IARC’s evaluation is simply a hazard assessment, which answers whether the chemical in question has the ability to cause cancer. It doesn’t determine conclusively whether, in reality, it will cause cancer in humans given certain levels or exposures. It is up to regulatory agencies, like the EPA, to complete a risk assessment and determine at what levels it’s safe to use glyphosate; it remains at the discretion of each group within each country to decide what level–if any–is safe.

It’s the same risk-versus-reward decision that regulators have to make everyday. For instance, sunlight, alcohol and diesel exhaust are all known carcinogens. But the EPA and lawmakers have determined safe levels of exposure well short of a ban so that society can reap the benefits of each. The level of danger comes down to dosage, said Eastmond. “We are exposed to carcinogens quite a bit in our daily lives. We try to keep those exposures low, and that’s where we depend on our regulatory agencies,” he said.

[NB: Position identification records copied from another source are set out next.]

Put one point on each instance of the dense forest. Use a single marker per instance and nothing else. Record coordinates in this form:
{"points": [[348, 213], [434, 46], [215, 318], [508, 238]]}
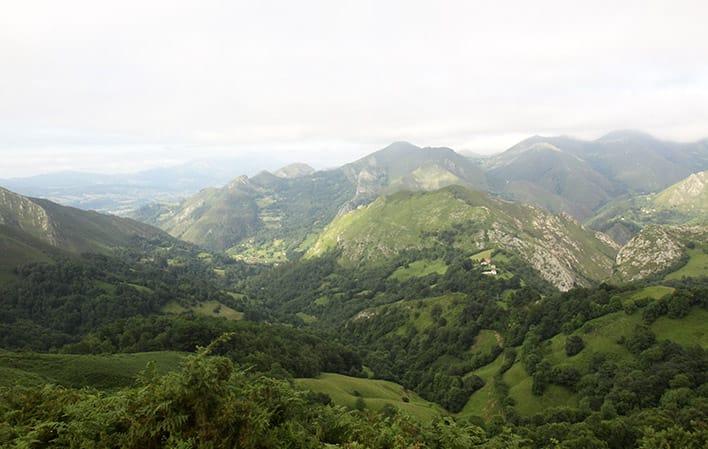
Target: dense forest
{"points": [[364, 321]]}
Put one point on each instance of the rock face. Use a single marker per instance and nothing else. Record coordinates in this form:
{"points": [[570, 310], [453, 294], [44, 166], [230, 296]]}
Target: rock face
{"points": [[655, 249], [67, 228], [22, 213], [266, 217], [558, 248], [688, 196]]}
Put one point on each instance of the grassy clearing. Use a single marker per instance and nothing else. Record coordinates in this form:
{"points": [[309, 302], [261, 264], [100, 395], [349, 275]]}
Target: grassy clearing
{"points": [[419, 268], [486, 254], [307, 319], [483, 402], [71, 370], [486, 341], [345, 390], [141, 288], [696, 266], [689, 330], [420, 311], [207, 308], [527, 404], [652, 292]]}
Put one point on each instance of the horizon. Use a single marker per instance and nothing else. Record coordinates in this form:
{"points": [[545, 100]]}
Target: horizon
{"points": [[273, 165]]}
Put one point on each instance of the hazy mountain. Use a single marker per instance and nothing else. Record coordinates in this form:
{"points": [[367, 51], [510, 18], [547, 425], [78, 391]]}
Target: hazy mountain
{"points": [[295, 170], [404, 166], [557, 247], [578, 177], [122, 193], [659, 248], [259, 219], [38, 229], [685, 202], [263, 218]]}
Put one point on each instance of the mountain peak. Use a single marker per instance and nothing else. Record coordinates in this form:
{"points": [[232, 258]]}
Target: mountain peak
{"points": [[295, 170], [625, 134]]}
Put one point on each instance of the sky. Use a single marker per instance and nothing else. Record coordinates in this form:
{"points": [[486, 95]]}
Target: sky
{"points": [[115, 86]]}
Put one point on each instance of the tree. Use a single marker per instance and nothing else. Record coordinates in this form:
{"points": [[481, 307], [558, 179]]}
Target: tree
{"points": [[573, 345]]}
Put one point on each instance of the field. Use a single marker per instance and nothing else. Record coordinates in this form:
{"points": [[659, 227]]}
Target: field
{"points": [[71, 370], [483, 402], [345, 390], [207, 308], [600, 335], [486, 254], [696, 266], [419, 268], [486, 341]]}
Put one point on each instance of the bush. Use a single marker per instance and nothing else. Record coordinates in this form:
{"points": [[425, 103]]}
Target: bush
{"points": [[573, 345]]}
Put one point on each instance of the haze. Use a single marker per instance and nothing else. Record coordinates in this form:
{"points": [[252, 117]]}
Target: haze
{"points": [[117, 86]]}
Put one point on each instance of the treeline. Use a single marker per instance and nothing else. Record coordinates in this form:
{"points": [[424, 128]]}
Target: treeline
{"points": [[277, 350], [212, 403]]}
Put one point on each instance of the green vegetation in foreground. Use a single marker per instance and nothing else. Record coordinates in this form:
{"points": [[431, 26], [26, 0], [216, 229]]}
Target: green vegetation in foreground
{"points": [[376, 394], [420, 268], [484, 402], [486, 341], [486, 254], [76, 371], [211, 308], [527, 403], [696, 266], [689, 330]]}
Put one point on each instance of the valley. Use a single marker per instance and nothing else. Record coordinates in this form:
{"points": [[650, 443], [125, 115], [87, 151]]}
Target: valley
{"points": [[548, 290]]}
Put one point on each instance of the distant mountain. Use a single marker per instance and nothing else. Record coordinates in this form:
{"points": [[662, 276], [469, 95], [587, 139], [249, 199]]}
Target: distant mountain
{"points": [[38, 230], [123, 193], [560, 250], [258, 219], [658, 249], [578, 177], [295, 170], [404, 166], [685, 202], [269, 216]]}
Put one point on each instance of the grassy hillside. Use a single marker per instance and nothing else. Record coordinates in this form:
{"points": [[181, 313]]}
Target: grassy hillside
{"points": [[603, 335], [36, 230], [98, 371], [662, 249], [268, 218], [683, 203], [375, 394], [19, 248], [561, 251]]}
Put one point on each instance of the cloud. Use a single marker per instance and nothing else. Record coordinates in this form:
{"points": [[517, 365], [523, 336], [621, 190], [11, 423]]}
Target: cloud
{"points": [[331, 80]]}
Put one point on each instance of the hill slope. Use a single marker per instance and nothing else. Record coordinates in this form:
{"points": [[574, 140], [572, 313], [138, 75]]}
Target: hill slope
{"points": [[685, 202], [657, 249], [38, 230], [267, 217], [576, 176], [558, 248]]}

Regulators are tasked with determining the right level to limit dangerous exposure while letting the general public reap wider benefits, like a cocktail after work, a day at the beach–or in the case of herbicides and pesticides, a steady food supply.

Clarification, April 15, 2015: An earlier version of this story stated that glyphosate was better known by its brand name Roundup. Glyphosate is an ingredient in Roundup and not the only one. Multiple brand name products contain glyphosate since Monsanto’s patent for the chemical expired in 2000.